Category: Frozen (2013)
Genre: F/M, Gen, Grief/Mourning, Loss of Parent(s), Sibling Bonding, snow sisters
Language: English
Status: Completed
Published: 2019-03-07
Updated: 2019-03-07
Packaged: 2019-11-13 09:57:30
Rating: General Audiences
Warnings: No Archive Warnings Apply
Chapters: 1
Words: 2,069
Publisher: archiveofourown.org
Story URL: https://archiveofourown.org/works/18029525
Author URL: https://archiveofourown.org/users/barefootedmuse/pseuds/barefootedmuse
Summary: After a chance meeting in the library at 1am, Anna and Elsa finally decide it's time to talk about their parents.Little fic dealing with the elephant in the room: Anna and Elsa's parents kind of messed them up, and they really should address that. Snow sister bonding.





	We Will Look to You

**Author's Note:**

> Quick note about the books - Currer Bell was Charlotte Bronte's male pseudonym. Likewise, Acton and Ellis Bell were her sisters'. they didn't drop these names until 1849 (I think), so for the purposes of this fic, the Brontes/Bells are still publically believed to be men.  
> I have many headcanons about Anna's favourite books, but here, it's Jane Eyre that Anna likes. The Tenant of Wildfell Hall is a darker book by Anne Bronte.
> 
> Equally, I'm sure you all know, but the Hans Christian Anderson Little Mermaid involves a fair amount of talk about shipwrecks and mermaid dragging people to their death at sea. :)
> 
> Hope you enjoy! It's been a while since I've done a proper foray into snow sisters, and I missed them.

Anna couldn’t sleep.

It was weird for her.
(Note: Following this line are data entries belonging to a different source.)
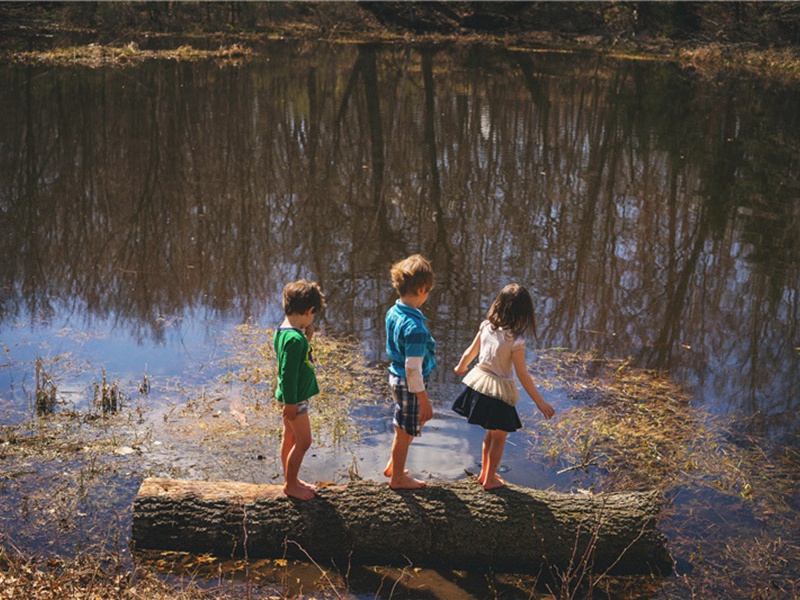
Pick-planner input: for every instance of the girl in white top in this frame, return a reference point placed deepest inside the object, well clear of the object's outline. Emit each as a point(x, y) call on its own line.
point(490, 396)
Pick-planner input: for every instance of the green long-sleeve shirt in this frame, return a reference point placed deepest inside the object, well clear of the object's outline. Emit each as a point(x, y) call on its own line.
point(296, 378)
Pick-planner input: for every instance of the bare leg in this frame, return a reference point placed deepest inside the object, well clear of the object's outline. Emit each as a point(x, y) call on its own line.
point(399, 475)
point(487, 445)
point(498, 444)
point(388, 470)
point(301, 431)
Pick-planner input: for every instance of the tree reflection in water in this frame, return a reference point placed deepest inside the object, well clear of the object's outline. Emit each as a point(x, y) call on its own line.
point(654, 214)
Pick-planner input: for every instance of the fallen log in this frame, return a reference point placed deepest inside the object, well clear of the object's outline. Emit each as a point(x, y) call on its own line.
point(454, 524)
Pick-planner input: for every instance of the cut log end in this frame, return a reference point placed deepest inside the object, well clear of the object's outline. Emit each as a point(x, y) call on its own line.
point(453, 524)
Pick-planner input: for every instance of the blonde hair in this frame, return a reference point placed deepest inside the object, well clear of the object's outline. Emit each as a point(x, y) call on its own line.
point(513, 311)
point(301, 295)
point(411, 275)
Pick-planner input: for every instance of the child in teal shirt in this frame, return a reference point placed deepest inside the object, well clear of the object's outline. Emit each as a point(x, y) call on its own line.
point(411, 350)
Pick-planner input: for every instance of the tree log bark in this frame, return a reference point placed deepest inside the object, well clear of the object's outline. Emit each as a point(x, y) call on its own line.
point(455, 524)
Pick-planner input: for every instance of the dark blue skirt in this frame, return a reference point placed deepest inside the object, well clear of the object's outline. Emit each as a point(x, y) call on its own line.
point(488, 412)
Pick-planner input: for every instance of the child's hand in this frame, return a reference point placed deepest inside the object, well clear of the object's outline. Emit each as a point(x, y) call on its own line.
point(425, 412)
point(290, 412)
point(547, 410)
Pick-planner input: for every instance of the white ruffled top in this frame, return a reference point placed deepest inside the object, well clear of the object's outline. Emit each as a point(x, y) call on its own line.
point(494, 373)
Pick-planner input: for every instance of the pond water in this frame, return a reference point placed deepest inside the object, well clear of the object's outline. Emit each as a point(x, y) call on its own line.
point(654, 214)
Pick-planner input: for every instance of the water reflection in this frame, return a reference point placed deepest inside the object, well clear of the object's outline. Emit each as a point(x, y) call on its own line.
point(654, 214)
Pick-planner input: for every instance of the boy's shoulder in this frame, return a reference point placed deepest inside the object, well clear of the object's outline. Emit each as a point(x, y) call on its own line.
point(285, 335)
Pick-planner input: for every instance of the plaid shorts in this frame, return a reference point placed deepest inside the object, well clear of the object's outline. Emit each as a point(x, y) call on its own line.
point(406, 406)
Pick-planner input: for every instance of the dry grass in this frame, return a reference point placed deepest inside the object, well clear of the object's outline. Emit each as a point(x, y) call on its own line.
point(725, 60)
point(95, 55)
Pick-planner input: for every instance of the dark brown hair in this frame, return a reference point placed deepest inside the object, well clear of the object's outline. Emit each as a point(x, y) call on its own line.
point(412, 274)
point(513, 311)
point(301, 295)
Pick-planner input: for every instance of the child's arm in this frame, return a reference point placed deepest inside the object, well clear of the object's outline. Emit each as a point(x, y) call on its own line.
point(469, 355)
point(416, 385)
point(518, 358)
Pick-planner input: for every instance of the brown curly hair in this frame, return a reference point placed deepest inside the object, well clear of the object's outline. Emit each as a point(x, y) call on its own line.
point(513, 311)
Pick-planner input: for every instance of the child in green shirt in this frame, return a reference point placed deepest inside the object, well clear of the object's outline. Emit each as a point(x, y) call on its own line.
point(297, 381)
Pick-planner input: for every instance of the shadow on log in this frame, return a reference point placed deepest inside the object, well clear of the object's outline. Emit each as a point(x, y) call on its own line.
point(455, 524)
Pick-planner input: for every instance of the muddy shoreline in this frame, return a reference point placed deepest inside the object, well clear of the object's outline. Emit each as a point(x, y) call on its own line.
point(127, 33)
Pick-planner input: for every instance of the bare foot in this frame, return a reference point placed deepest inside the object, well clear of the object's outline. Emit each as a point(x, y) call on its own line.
point(493, 483)
point(404, 482)
point(298, 491)
point(307, 485)
point(482, 478)
point(388, 471)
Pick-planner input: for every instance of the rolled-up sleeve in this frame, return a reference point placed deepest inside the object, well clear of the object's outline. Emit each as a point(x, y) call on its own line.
point(414, 378)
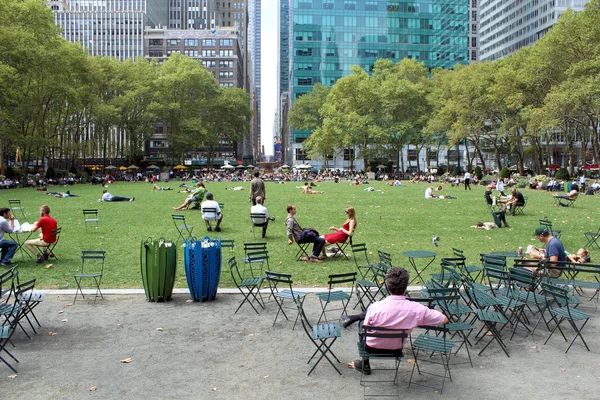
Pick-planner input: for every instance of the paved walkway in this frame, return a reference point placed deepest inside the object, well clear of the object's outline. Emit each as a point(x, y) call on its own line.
point(183, 349)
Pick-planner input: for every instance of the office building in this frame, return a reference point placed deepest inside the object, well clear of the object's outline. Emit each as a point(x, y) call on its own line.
point(506, 26)
point(326, 37)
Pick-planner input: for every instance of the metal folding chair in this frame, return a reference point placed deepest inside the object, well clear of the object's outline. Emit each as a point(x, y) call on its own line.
point(275, 280)
point(302, 251)
point(565, 312)
point(13, 315)
point(322, 335)
point(49, 251)
point(259, 220)
point(592, 239)
point(366, 354)
point(334, 294)
point(91, 217)
point(15, 206)
point(184, 230)
point(92, 266)
point(251, 285)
Usually she was out like a light, asleep way before Kristoff, but tonight – and the night before that, and before that – she just couldn’t.

She was having bad dreams.

And whether it was the fear of the dreams that stopped her sleeping, or if the lack of sleeping brought the dreams, she wasn’t sure.

But what she was sure of was that if she lay in this bed for one minute more she was going to go mad.

Kristoff was laid with his back to her, snoring quietly. As she slipped out of bed, she tried not to pull the covers back too much: the last thing she wanted right now was a groggy Kristoff complaining that she was letting all the cold air in.

She rooted about for one of his jumpers – quietly, stock still whenever he seemed to shift a little in sleep – pulled it on, lit a candle and slipped out of the room.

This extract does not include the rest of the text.